Франик и Светочка поженились сразу после Нового года, на скромном торжестве присутствовала и крошка Анечка, привезенная из Новосибирска бабушкой Наташей. Бабушка Наташа, неуклюжая, как корова, возбужденно толкала в бок Аврору Францевну и вопила:
– Аврорка, я ли не говорила, что когда дело начинается со слез и драки, то заканчивается свадьбой! Нет, ты помнишь?! Какие шекспировские страсти кипели тогда в Юрмале?
– Графинчик, ты преувеличиваешь. Ничего такого не было, кроме проявления невоспитанности со стороны Франца. И за это он в свое время получил.
– Ой, да ты не знаешь! Светик была увлечена твоим Маугли с тех самых пор, как вышел фильм. И вот – нате вам, он живой, во плоти и гадости говорит. Что за прелесть! Ну кто бы по уши не влюбился?! Да ни одна бы дура девка не устояла!
– Тетя Наташа, – подкрался сзади Франик в темно-сером жениховском костюме и при галстуке, – я больше гадостей не говорю. Получается, что и любить меня не за что?
– Как так не за что? По-моему, ты свинтус из свинтусов. Из тех свинтусов, на которых дуры девки западают. А свинтусы эти, нежные и любящие, весьма себе на уме. Права я?
– Ммм… – ответил Франик, весело сверкая чуть хмельным глазом. Светочкина мама ему нравилась чрезвычайно. Понимающая она была женщина, несмотря на всю свою неуклюжесть и бестактность.
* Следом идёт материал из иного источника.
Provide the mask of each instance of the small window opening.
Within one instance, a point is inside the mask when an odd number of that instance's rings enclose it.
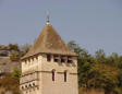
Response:
[[[35,86],[35,83],[33,83],[33,86]]]
[[[52,81],[54,81],[54,70],[52,71]]]
[[[54,55],[54,56],[53,56],[53,61],[54,61],[54,62],[58,62],[58,61],[59,61],[59,56],[58,56],[58,55]]]
[[[24,87],[22,86],[22,90],[23,90]]]
[[[65,57],[61,56],[61,62],[65,62]]]
[[[47,55],[47,61],[51,61],[51,55]]]
[[[72,57],[71,56],[68,57],[68,63],[72,63]]]
[[[66,82],[66,71],[64,72],[64,82]]]
[[[29,84],[29,87],[32,87],[32,84]]]
[[[27,89],[27,85],[25,85],[25,87]]]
– Вот именно, – вздохнула Наталия и добавила серьезно: – Франц, я уверена, что Аврорка с Анечки будет пушинки сдувать, но ты-то, молодой балбес, не оттолкнешь ли ее, не обидишь ли? Я тогда Анечку лучше обратно с собой в Новосибирск заберу.
– Она моя дочь, – звонко и отчетливо произнес Франик.
* * *
Олег проклинал себя за то, что, отправившись громить лавку, не собрал документы и самое необходимое из вещей и не погрузил в джип. Тогда не было бы причины возвращаться домой. Тогда сразу после погрома, утопив ядовитую дрянь, можно было бы катить на все четыре стороны, и ищи его свищи. Но он не сообразил, а потому попался. К тому же он был уверен, что время до утра у него всяко имеется.
Он добрался до дому с единственным желанием сменить ботинки, в которых хлюпала холодная жижа. Ключ почему-то сначала не лез в замочную скважину, потом влез и не захотел поворачиваться, а когда повернулся два раза, как и положено, Олег с трудом его вытащил. Здесь бы ему и насторожиться и дать деру, пока не поздно, но он, чувствуя знакомый и до сей поры бывший безопасным запах дома, распахнул дверь и, еще толком не войдя, принялся стаскивать и стряхивать с ног промокшие ботинки, рвать «молнию» куртки, распутывать длинный шарф.